The Oxford Advanced Learner’s dictionary has an appendix called “Defining Vocabulary”. It says:
“In order to make the dictionary definitions easy to understand, we have written them using only the words in the following list.
[…]
Occasionally it has been necessary to use in a definition a word not in the list. When such a word occurs it is shown in SMALL CAPITAL LETTERS.”
I estimate that list has about 3,500 words.
⇒ If you base your network on that dictionary or one carefully constructed like that, the graph could have a central core of about 3,500 nodes with the other words circling around it.
Making a good visualization still would be a challenge, of course.

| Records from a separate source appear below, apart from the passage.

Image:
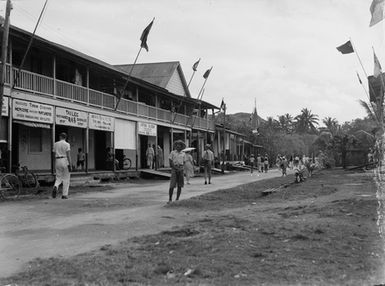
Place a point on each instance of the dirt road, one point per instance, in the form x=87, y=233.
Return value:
x=45, y=228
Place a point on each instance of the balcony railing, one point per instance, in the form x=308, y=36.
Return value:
x=36, y=83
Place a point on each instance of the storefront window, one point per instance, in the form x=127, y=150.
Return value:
x=35, y=140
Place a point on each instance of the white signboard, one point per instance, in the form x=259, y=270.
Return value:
x=70, y=117
x=5, y=107
x=100, y=122
x=32, y=111
x=147, y=129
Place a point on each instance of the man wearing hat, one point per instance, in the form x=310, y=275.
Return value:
x=207, y=159
x=177, y=160
x=61, y=150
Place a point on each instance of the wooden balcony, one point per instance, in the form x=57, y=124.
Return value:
x=36, y=83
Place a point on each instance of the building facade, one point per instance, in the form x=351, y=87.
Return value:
x=59, y=90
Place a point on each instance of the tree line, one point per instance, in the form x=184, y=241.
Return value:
x=338, y=144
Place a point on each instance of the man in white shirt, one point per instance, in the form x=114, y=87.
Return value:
x=208, y=160
x=61, y=152
x=177, y=159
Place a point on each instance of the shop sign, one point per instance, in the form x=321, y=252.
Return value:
x=5, y=107
x=70, y=117
x=32, y=111
x=100, y=122
x=147, y=129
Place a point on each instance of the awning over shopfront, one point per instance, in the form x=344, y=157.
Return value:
x=32, y=124
x=125, y=134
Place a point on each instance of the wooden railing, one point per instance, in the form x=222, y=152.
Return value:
x=36, y=83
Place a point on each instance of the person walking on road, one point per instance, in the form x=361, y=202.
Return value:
x=189, y=167
x=266, y=163
x=207, y=159
x=251, y=162
x=259, y=163
x=61, y=150
x=159, y=157
x=150, y=153
x=284, y=164
x=177, y=160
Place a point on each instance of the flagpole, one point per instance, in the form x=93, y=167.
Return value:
x=192, y=76
x=368, y=96
x=4, y=50
x=382, y=95
x=128, y=79
x=29, y=46
x=173, y=120
x=367, y=77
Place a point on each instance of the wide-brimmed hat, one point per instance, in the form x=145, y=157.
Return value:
x=180, y=142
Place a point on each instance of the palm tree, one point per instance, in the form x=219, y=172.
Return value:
x=306, y=121
x=285, y=122
x=374, y=113
x=332, y=125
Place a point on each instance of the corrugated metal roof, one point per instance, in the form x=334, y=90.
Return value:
x=39, y=41
x=156, y=73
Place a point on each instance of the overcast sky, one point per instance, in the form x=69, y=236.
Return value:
x=282, y=53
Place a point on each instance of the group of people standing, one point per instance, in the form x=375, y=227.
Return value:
x=182, y=164
x=261, y=163
x=154, y=157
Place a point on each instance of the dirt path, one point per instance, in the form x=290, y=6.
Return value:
x=45, y=228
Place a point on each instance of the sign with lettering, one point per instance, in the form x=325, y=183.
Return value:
x=70, y=117
x=147, y=129
x=32, y=111
x=5, y=107
x=101, y=122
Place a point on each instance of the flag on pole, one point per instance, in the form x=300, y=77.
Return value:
x=359, y=79
x=346, y=48
x=144, y=35
x=195, y=66
x=377, y=66
x=377, y=11
x=222, y=107
x=207, y=73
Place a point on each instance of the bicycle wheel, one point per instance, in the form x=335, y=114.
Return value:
x=9, y=186
x=126, y=163
x=31, y=180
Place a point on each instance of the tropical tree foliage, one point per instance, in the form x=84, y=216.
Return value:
x=301, y=135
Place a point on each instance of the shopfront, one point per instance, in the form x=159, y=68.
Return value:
x=125, y=143
x=74, y=123
x=4, y=154
x=31, y=135
x=147, y=137
x=101, y=130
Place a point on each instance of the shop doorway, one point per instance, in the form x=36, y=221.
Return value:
x=143, y=148
x=100, y=150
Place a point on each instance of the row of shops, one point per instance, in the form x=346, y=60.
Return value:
x=29, y=130
x=103, y=110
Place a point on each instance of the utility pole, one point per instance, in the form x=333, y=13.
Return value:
x=4, y=50
x=224, y=139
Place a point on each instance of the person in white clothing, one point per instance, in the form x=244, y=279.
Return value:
x=61, y=152
x=207, y=160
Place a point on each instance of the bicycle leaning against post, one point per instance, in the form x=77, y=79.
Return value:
x=10, y=185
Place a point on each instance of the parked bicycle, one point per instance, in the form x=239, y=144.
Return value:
x=126, y=163
x=12, y=184
x=27, y=178
x=9, y=185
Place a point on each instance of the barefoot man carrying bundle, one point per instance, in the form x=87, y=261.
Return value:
x=177, y=160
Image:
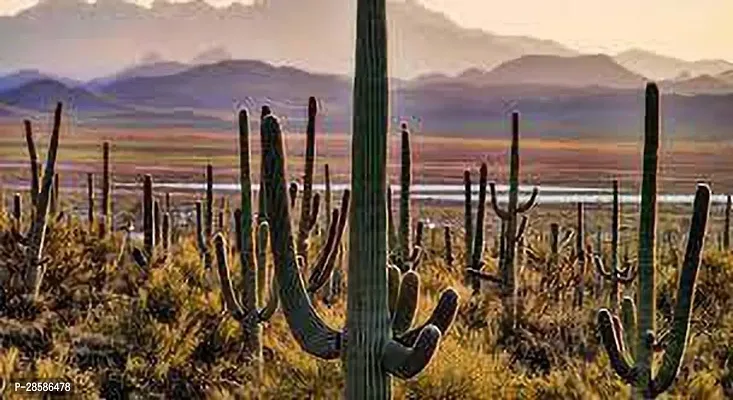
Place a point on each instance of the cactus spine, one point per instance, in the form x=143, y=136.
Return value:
x=647, y=383
x=513, y=230
x=617, y=274
x=370, y=351
x=36, y=236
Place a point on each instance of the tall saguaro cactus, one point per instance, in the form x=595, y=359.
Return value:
x=250, y=311
x=371, y=351
x=310, y=203
x=726, y=227
x=513, y=230
x=616, y=275
x=106, y=222
x=33, y=160
x=649, y=382
x=37, y=233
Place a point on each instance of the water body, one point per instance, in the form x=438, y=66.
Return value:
x=454, y=193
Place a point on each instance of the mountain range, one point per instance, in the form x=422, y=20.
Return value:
x=571, y=97
x=87, y=40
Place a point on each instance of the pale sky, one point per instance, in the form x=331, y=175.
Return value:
x=688, y=29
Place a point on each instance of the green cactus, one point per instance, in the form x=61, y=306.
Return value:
x=406, y=256
x=17, y=211
x=310, y=203
x=617, y=275
x=148, y=216
x=368, y=345
x=468, y=215
x=209, y=208
x=106, y=222
x=293, y=192
x=618, y=335
x=448, y=241
x=726, y=227
x=580, y=257
x=513, y=231
x=54, y=206
x=33, y=160
x=36, y=236
x=90, y=200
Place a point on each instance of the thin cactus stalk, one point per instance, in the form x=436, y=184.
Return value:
x=201, y=237
x=165, y=238
x=391, y=229
x=18, y=211
x=405, y=225
x=33, y=160
x=468, y=215
x=617, y=275
x=637, y=368
x=371, y=348
x=90, y=200
x=209, y=207
x=148, y=217
x=309, y=205
x=327, y=196
x=106, y=222
x=726, y=227
x=34, y=269
x=448, y=240
x=580, y=256
x=513, y=229
x=54, y=207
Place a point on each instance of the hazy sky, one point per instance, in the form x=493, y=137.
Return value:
x=689, y=29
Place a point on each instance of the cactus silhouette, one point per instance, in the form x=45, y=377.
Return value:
x=634, y=337
x=617, y=274
x=513, y=232
x=37, y=234
x=370, y=350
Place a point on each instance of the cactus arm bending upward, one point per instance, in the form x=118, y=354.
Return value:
x=309, y=330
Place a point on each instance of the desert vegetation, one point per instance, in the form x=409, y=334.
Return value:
x=212, y=300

You can still browse it a bit online with some 3rd party sites: https://en-word.net/
(the link is broken though, it should be https://github.com/globalwordnet/english-wordnet)
which also uses WordNet:
https://en.wikipedia.org/wiki/WordNet
(which this is also using)
which was developed by Princeton w/ DARPA money as an early investigation into AI and so forth.
What am I missing?
My first thought was that the creator used a search library that filters common words by default, but the search code is all in the page and doesn't do that.
My second thought was that the 10k word corpus doesn't include those most common words. But it does.
Then I realized that the creator filtered them out. The page does say "7931 words", and the title here on HN says "10k* most common". The original corpus has exactly 10,000 words.
https://github.com/first20hours/google-10000-english/blob/d0...
The first 21 include all four we've mentioned:
the, of, and, to, a, in, for, is, on, that, by, this, with, i, you, it, not, or, be, are, from
From the old Princeton WordNet FAQ page (https://wordnet.princeton.edu/frequently-asked-questions):
> WordNet only contains "open-class words": nouns, verbs, adjectives, and adverbs. Thus, excluded words include determiners, prepositions, pronouns, conjunctions, and particles.
I suppose I could have included them as source nodes (only outgoing), but I think they would have ended up connecting to a whole bunch of definitions, while not providing much in the way of interest.